Le Bouton de nacre

Patricio Guzmán

2015





Film après film, Patricio Guzmán construit une œuvre entièrement vouée à la dénonciation de l'abomination que fut la dictature de Pinochet. Dans son premier opus, magistral, La Bataille du Chili, il examinait le processus par lequel la bourgeoisie avait souhaité l'imposition du régime militaire contre la présidence de Salvador Allende, obtenue démocratiquement. Le Bouton de nacre est sa dernière production et, comme dans son film précédent Nostalgie de la lumière, le propos ne porte pas exclusivement sur les années de la dictature mais s'élargit à d'autres perspectives. Dans Nostalgie de la lumière, Guzmán révélait sa fascination pour l'extraordinaire ciel nocturne de son pays qui a conduit à l'implantation de plusieurs observatoires astronomiques. Pendant que les scientifiques observent le ciel, des familles recherchent, dans les mêmes déserts, les restes de leurs proches assassinés par la DINA ou autres sbires de la dictature.

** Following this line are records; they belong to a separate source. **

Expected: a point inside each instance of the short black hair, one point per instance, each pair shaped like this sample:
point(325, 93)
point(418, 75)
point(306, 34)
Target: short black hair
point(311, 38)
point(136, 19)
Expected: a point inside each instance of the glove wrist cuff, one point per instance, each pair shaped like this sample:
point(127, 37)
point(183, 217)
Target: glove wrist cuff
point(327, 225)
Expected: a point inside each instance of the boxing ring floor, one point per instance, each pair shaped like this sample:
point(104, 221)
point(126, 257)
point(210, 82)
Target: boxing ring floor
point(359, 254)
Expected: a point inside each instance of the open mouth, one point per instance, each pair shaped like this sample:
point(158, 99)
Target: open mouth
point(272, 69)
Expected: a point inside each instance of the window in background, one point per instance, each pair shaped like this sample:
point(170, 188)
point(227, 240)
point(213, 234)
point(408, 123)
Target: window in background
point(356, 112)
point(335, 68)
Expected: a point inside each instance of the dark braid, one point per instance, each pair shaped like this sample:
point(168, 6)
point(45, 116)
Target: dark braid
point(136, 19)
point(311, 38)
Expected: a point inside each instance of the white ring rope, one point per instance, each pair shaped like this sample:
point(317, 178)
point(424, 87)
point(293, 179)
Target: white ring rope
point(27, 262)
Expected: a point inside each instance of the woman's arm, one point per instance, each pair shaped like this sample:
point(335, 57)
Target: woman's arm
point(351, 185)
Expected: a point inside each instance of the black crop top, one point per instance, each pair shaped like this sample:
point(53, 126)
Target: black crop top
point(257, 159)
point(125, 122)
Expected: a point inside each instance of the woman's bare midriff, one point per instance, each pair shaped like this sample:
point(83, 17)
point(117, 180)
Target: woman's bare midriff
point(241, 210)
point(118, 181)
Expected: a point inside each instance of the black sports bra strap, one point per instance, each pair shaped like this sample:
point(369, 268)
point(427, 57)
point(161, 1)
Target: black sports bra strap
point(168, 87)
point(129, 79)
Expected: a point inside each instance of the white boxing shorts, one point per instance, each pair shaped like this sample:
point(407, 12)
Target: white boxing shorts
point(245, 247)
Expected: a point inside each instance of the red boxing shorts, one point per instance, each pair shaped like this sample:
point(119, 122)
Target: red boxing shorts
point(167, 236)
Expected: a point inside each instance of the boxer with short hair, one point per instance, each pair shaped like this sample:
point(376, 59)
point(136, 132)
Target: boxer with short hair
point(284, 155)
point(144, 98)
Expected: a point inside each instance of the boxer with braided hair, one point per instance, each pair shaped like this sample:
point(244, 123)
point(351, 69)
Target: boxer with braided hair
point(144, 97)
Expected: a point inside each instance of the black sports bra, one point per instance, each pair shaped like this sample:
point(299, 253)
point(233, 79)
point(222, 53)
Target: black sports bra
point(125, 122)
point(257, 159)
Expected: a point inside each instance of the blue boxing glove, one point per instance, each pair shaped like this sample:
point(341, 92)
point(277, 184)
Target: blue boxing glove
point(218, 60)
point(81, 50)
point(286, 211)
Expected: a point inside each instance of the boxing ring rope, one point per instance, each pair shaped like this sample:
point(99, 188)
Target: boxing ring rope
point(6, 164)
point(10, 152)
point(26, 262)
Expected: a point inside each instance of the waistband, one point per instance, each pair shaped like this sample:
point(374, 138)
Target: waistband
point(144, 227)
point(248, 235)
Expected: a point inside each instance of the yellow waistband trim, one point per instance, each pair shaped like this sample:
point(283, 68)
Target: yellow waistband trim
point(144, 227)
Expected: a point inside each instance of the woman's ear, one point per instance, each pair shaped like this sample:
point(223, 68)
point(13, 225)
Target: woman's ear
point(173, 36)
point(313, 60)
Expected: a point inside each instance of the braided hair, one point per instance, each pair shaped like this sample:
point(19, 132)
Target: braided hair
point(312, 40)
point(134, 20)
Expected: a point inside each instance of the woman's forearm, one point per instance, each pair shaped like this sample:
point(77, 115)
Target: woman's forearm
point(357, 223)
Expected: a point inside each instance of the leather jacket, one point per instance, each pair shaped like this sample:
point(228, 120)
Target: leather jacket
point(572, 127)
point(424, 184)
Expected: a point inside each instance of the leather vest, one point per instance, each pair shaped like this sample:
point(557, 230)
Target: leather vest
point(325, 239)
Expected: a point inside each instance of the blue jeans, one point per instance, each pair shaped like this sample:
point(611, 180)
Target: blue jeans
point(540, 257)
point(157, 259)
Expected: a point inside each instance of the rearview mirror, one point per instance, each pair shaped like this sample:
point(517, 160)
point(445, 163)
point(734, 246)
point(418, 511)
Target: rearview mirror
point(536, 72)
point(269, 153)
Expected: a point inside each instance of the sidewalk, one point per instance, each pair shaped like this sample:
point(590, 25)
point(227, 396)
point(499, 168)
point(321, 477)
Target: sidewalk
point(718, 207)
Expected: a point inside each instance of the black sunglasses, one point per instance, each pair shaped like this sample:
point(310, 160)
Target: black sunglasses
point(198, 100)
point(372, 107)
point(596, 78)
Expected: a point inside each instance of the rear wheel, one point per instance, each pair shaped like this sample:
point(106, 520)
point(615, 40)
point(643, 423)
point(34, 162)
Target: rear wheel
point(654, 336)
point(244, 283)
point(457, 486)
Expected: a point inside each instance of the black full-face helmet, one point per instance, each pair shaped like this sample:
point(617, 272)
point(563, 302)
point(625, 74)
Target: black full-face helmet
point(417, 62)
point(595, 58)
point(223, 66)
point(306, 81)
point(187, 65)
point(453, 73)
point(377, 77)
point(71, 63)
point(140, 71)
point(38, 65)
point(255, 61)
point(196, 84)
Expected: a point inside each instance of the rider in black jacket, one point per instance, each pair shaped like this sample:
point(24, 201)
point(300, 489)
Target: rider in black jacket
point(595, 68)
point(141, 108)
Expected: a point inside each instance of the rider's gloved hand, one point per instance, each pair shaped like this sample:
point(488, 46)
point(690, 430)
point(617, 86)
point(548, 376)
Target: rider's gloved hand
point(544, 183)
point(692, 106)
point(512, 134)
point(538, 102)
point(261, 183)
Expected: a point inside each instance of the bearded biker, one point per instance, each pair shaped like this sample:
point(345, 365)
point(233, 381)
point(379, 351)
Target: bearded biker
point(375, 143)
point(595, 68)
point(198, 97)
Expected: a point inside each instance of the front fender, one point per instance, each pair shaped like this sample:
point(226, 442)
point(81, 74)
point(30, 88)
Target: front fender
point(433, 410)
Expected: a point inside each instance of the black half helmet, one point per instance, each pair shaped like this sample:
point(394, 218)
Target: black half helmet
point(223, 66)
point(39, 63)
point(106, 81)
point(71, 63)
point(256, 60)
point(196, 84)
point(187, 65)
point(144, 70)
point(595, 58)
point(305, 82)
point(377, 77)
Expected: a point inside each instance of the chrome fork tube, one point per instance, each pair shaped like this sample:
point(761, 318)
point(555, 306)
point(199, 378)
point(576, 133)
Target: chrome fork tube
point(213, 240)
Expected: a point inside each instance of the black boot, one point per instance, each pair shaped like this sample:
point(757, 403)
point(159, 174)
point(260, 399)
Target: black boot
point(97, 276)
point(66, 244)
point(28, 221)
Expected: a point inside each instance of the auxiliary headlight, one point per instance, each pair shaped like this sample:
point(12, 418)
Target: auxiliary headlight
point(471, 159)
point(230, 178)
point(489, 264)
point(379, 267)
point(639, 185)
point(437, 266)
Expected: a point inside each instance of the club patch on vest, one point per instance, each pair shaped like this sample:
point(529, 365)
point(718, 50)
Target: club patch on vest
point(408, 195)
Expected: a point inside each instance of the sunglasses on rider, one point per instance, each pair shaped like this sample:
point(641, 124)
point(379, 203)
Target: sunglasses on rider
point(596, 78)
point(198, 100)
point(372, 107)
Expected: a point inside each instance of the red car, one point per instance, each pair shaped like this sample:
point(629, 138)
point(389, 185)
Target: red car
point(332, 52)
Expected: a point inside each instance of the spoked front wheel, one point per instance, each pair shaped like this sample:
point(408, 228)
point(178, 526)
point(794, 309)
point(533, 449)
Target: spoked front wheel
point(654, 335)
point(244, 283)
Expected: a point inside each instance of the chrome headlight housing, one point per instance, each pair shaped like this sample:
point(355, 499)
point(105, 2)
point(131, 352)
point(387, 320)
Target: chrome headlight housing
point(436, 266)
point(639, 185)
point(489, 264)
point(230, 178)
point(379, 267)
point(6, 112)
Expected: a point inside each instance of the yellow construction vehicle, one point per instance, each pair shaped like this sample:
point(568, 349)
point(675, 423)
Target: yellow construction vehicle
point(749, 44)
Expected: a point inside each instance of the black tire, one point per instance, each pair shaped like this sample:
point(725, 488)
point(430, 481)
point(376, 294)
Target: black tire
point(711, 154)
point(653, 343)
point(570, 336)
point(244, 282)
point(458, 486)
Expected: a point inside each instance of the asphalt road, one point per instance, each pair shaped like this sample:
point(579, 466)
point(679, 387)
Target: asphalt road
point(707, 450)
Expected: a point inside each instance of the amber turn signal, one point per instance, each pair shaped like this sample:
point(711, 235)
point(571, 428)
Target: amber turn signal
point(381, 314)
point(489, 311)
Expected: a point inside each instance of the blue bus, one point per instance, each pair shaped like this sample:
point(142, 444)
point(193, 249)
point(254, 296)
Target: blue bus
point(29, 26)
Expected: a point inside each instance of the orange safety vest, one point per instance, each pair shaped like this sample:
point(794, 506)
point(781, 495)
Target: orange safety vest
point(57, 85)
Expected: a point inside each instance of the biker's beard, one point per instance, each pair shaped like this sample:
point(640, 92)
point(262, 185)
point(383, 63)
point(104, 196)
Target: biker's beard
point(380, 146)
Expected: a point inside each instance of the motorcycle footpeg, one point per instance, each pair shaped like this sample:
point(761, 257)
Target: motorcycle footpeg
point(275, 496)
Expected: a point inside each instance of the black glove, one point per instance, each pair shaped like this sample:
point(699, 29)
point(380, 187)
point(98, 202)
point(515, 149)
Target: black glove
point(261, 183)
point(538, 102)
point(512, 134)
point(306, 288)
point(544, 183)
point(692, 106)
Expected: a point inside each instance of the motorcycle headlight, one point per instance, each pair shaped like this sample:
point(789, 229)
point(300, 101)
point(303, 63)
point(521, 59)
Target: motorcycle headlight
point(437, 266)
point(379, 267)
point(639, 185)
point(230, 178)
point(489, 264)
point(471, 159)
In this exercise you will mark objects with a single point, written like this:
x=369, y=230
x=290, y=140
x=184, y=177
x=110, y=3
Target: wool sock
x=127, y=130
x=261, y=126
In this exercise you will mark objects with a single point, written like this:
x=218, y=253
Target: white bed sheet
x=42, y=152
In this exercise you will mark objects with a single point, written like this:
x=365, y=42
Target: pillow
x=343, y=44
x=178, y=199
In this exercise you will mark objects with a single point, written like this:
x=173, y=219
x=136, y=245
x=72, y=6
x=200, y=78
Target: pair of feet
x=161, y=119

Le Bouton de nacre est un hommage à une autre composante du Chili, sa population autochtone de l'extrême sud. Les peuples Selknam, Yaghan et Kawesqar ont été victimes de l'expansion de l'Église catholique et des colons européens avides de terres pour y élever du bétail. Guzmán exhume les photographies extraordinaires prises par Martin Gusinde au début du XXème siècle en Terre de Feu, et il s'entretient avec Gabriela, une dame très âgée de l'ethnie Kawesqar. Mémoire de son peuple, elle connaît à la perfection le dédale des canaux patagons. En quelques mots, sans discours pontifiant, Guzmán fait apparaître une société sans rapport avec la nôtre dans un échange émouvant au cours duquel il demande à Gabriela la traduction en langue kawesqar de quelques mots. A ceux usuels de la vie quotidienne succèdent ceux, plus essentiels, qui caractérisent plus fondamentalement une société : dieu, police, comment dit-on cela dans la langue des Kawesqar ? Après une courte réflexion, Gabriela se rend compte qu'il n'en existe pas de traduction : "Nous n'avons pas ça". Ni monothéisme, ni police chez les Kawesqar.